Improve User Experience in Enterprise Search Step By Step - Part IV - Relevancy Tuning by WordBreaker

We have been talking about XSL/XML for so long a time. Now we want to give relevancy a shot.

Hey, relevancy?

Yes, relevancy.

Relevancy is the most important thing for a search engine, more important than the page numbers it crawled, more important than the result update interval in most of the case - because users always look at the top results.

Relevancy is a very complex problem. It is affected by many factors, it is quite different in different languages. In this article, we will take English and Chinese for example. (I know a little German and Japanese as well but ...)

In this series we will go through wordbreaker, weighting, and other useful stuff. Because I'm now in a Karaoke party, I cannot describe everything in detail. I assume you already know how to deal with Bestbets and Did you mean feature. If you want to have some other information, please read Luca Bandinelli's multilingual whitepaper.

Wordbreaker

Wordbreaker is the first issue if you hate a search engine. although word breaking in Latin languages(English, Spanish, French, German, Dutch...) is much easier than that in other languages(Chinese, Japanese, Korean, Arabic...), it's still a boring thing to deal with.

MOSS/MSS comes with many wordbreakers, but sometimes you may not be very satisfy with them. Is there any 3rd party word breaker I can use? Yes, some Microsoft partners have quite a long history in delivering word breaking technology to production use. For example, Hylanda is a leading Chinese word breaking technology company. They did a pretty good Chinese wordbreaker for SQL Server 2000. Since we didn't change the interface of wordbreaker even in MOSS/MSS, it can be used directly here.

To change a wordbreaker, you need to do the following things.

a. Register the wordbreaker.

This depends on the installation manual of the wordbreaker:). But generally speaking, it should be something like this:

regsvr32 YourWordBreaker.dll

b. Get GUID string of your new wordbreaker. We will need it in the next step.
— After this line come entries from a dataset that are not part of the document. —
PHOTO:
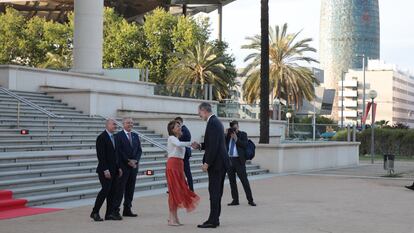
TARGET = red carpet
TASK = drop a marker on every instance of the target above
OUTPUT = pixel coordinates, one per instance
(13, 208)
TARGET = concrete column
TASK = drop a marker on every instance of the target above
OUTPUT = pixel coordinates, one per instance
(220, 21)
(88, 36)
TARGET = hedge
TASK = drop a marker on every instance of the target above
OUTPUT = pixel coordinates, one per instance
(399, 142)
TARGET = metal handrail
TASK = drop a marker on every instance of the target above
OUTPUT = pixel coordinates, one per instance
(21, 99)
(143, 136)
(31, 104)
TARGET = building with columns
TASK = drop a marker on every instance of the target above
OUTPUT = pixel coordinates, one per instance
(88, 34)
(395, 88)
(349, 34)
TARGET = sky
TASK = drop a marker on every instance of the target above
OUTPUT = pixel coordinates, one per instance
(242, 18)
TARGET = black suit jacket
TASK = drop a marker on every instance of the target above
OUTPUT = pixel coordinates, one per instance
(106, 153)
(124, 149)
(186, 137)
(241, 145)
(215, 154)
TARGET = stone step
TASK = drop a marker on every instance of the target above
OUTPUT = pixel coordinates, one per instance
(43, 118)
(43, 130)
(34, 181)
(24, 108)
(13, 101)
(22, 166)
(29, 96)
(53, 141)
(93, 184)
(31, 93)
(33, 111)
(74, 170)
(32, 156)
(91, 193)
(52, 121)
(43, 136)
(39, 115)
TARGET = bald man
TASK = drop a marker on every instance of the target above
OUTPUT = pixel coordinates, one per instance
(129, 152)
(108, 172)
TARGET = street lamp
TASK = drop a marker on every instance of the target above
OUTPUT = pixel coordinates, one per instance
(276, 102)
(372, 95)
(363, 86)
(288, 116)
(342, 99)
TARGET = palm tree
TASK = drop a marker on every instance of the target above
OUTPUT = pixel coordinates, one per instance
(56, 61)
(288, 79)
(199, 66)
(264, 73)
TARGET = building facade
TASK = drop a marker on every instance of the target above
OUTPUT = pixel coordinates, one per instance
(395, 88)
(349, 29)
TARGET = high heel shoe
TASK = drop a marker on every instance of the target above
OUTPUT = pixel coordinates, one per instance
(170, 223)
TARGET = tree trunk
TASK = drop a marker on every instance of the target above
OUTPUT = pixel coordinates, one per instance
(264, 74)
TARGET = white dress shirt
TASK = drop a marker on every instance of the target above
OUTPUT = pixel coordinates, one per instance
(176, 148)
(126, 133)
(235, 153)
(209, 117)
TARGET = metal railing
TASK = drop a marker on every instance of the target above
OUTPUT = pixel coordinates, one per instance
(193, 91)
(21, 99)
(143, 136)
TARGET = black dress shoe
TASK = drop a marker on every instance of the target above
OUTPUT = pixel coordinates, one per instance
(208, 225)
(233, 203)
(115, 217)
(410, 187)
(128, 213)
(96, 217)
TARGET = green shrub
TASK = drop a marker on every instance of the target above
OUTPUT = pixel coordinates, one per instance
(399, 142)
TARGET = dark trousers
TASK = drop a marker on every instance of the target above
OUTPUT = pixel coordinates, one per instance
(187, 170)
(215, 189)
(108, 192)
(126, 188)
(239, 168)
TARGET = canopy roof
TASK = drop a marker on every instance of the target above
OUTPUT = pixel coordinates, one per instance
(131, 9)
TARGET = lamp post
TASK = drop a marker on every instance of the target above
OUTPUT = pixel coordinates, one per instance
(363, 87)
(276, 115)
(342, 99)
(288, 116)
(372, 95)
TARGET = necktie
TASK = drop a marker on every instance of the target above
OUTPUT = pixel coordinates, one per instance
(232, 144)
(130, 138)
(112, 140)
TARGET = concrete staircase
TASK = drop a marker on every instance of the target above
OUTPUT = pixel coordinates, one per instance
(63, 168)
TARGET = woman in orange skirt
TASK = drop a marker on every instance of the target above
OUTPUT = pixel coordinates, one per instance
(180, 196)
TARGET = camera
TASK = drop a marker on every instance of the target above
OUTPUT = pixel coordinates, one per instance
(231, 131)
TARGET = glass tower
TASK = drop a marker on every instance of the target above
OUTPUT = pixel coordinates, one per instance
(348, 28)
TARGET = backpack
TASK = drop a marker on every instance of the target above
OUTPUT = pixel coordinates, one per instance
(250, 150)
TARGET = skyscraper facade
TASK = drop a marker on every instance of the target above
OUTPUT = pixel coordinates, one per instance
(348, 30)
Search for your wordbreaker dll's name in registry, and you will find something located in CLSID branch. For example:

HKEY_LOCAL_MACHINE\SOFTWARE\Classes\CLSID\{4474fffd-da87-4116-9be9-874939d2bd04}

Copy this guid string for further usage.

c. Navigate to the branch of your language. Replace the values with your wordbreaker.

HKEY_LOCAL_MACHINE\SOFTWARE\Microsoft\Office Server\12.0\Search\Setup\ContentIndexCommon\LanguageResources\Default\YourLanguage

WBDLLPathOverride is the path of your wordbreaker dll. In my case, my wordbreaker is located at C:\Hylanda\HlChsBrKr.dll

WBreakerClass is the GUID string you just got.

snap119

Don't forget to restart your search service by net stop osearch, net start osearch. Then do a FULL crawl for all the content source. If the wordbreaker did the crawl job mismatch with the new installed wordbreaker, it will result a bad search result because of query time word breaking.

Sorry I can't post the images of search results, they are still in testing process. But I can tell you the improvement is HUGE.